Overall this was a good talk and I am glad to see there are more and more people discussing these issues.

Steve Meyers at 00:44 on 6 Mar 2016

I thought Kayla did an excellent job of framing the problem, and helping those who do not have to deal with these issues on a daily basis better understand the problem. I do somewhat agree with those who said it would have been even better if more time had been spent discussion solutions, but this was still one of my favorite soft talks.

Excellent and honest introduction to a big problem facing the PHP (and programming) community. I very much appreciate your opinion that quotas aren't the solution, but more about what solutions are being worked on would have been helpful. That being said, it's was fantastic having this talk as the opening to the conference to get attendees thinking and talking about the subject.

Dave Buchanan at 14:22 on 7 Mar 2016

Being a male living in MN Nice-land, I haven't experienced this first hand. Its just pathetic that this is happening. Having a daughter of my own its discouraging to hear the speaker talk about not encouraging hers to be a dev. Very insightful, well presented, definitely engaging. I plan to get our company to adopt and be informed of the code manifesto.

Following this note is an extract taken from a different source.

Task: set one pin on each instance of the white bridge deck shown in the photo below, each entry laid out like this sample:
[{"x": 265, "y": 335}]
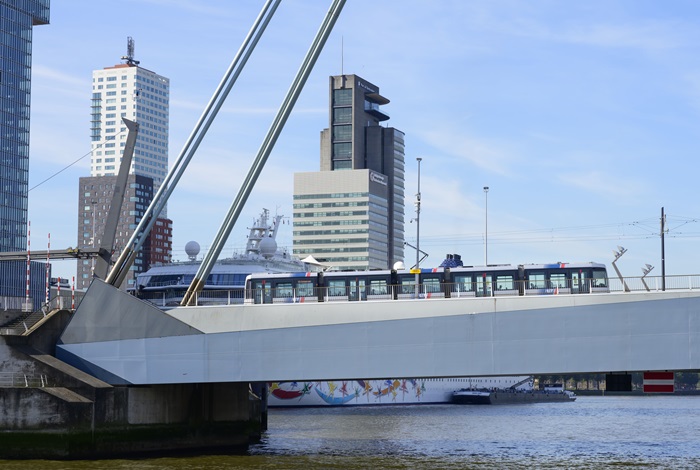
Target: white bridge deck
[{"x": 121, "y": 339}]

I thought Kayla's backstory was actually quite interesting and she could have spent more time describing her struggle to overcome a poor background and pull herself up by her bootstraps. I appreciate anyone who doesn't just take a handout, but makes it on their own. There's a fine line between raising awareness and making a person feel guilty for unseen privileges. Everyone has their own individual set of advantages and disadvantages that they bring to the table. And sometimes those have nothing to do with gender. I think this session could have been applied more broadly to everyone if the individual challenges were brought into the equation, rather than just gender.